На следующий день по Правонабережной улице, вдоль днепровского берега мимо парка неторопливо шли двое. Высокий мужчина в длинном чёрном пальто опирался на трость с набалдашником в форме трёх башен, расположенных так, что рука лежала между центральной и нижней. Башни были серебряные. Под ногами мужчины похрустывал ледок, чуть припорошенный снегом. Наголо обритая голова, крючковатый нос, большие или, скорее, вытянутые в длину уши, плотно прижатые к черепу. Узкие сероватые губы и скучные глаза усталого старого убийцы, с заметной сеткой полопавшихся капилляров вокруг радужки. Видимо, он не спал этой ночью, но по осанке, походке и речи это было не заметно. Выдавали только глаза.
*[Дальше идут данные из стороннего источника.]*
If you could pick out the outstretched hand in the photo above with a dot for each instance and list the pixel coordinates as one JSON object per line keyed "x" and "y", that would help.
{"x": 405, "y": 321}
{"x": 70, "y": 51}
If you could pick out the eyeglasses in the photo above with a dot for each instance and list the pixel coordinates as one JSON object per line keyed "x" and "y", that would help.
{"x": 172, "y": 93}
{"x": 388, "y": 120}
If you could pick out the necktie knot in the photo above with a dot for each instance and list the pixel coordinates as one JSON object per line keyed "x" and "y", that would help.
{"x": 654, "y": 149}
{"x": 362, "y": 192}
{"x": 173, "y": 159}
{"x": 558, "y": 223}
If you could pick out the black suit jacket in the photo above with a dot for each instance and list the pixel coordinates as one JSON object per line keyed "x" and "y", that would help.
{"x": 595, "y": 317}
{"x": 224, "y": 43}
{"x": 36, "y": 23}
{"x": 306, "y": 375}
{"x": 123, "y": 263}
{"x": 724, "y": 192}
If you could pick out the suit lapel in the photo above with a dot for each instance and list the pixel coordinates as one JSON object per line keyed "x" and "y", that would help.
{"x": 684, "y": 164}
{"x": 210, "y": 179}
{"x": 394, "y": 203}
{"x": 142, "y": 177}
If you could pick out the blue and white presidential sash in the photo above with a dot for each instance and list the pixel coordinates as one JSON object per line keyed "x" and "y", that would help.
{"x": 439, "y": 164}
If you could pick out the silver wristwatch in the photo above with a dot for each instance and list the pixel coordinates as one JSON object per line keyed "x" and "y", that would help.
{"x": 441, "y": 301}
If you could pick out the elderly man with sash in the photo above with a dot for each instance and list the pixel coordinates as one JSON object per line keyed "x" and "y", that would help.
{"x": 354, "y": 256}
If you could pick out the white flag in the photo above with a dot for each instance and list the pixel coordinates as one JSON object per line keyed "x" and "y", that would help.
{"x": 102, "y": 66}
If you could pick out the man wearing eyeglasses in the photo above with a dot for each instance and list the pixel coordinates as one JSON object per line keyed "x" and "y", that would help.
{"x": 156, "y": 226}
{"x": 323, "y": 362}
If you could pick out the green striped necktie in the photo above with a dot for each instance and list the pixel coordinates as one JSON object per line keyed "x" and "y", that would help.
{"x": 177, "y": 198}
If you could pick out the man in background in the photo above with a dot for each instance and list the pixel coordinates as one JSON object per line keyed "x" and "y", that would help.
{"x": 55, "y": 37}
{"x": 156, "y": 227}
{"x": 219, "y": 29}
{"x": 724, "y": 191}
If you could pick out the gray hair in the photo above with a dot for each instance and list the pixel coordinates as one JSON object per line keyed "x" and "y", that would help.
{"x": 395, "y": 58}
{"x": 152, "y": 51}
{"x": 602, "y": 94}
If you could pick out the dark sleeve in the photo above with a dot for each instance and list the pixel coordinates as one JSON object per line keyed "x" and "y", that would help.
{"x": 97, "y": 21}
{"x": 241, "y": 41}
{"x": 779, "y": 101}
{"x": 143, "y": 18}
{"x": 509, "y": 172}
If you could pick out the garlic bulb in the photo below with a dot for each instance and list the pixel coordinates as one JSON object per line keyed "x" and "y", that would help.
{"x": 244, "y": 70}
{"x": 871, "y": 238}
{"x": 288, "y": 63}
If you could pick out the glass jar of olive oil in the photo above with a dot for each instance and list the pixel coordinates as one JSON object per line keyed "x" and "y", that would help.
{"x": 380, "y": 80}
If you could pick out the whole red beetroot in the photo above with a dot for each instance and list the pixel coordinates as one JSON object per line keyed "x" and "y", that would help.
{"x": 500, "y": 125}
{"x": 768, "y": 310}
Вторым, в теплой джинсовой куртке и новых американо-еврейских скороходах, был я. От гостиницы хотел пройти пешком, навигатор показал всего двадцать минут, но решил, что нечего мёрзнуть заранее. Доехал на Радже, оставив его на парковке возле странного памятника колонке с питьевой водой. Меня обыскали на выходе из машины, потом при спуске к парку, тщательно, с детекторами, но без грубостей. Я тоже не нарывался — какой смысл? Люди делали свою работу.

Тяжелые чёрные тонированные внедорожники занимали, казалось, всё свободное место вокруг. Пары бойцов в чёрном камуфляже стояли так, чтобы одна видела другую, между ними было не больше ста метров. Место встречи выбрал собеседник, и явно ко встрече подготовился обстоятельно. Не то, что я — выхлебал с утра в суете чашку чаю из пакетика. И сделал пару-тройку звонков.

Мы шли неспешным прогулочным шагом вдоль великой Реки, воспитавшей столько поколений разных, очень разных людей. Вокруг было по-белорусски чисто и аккуратно. Слева покачивались на зябком осеннем ветру деревца, справа по берегу Днепра, изогнувшегося в этом месте зигзагом, тянулись тропинки и, вроде бы, пляж. Именно он, пустынный и совершенно лишний в этой холодной картине, навевал, почему-то, самые тоскливые мысли. «На небе только и разговоров, что о море» — подтвердил фаталист. «В такую собачью погоду — только и помирать» — согласился скептик. Мы с реалистом молчали. Нам прежде смерти помирать Небеса не велели.

— Как тебе город? — внезапно осведомился Станислав Мордухай, в ряде виденных мной документов обозначенный как Стас Вупыр*.

— Красивый. Мне нравится Белоруссия, у меня предки отсюда, — ответил я, продолжая неторопливо шагать между ним и Днепром.

— Надолго к нам? — голос был сух и безжизненен, как лысина говорившего. Какая-то короста на ней, замазанная то ли гримом, то ли чем-то ещё, наводила на мысли о болезни и беде. Возможно, он и не брил голову.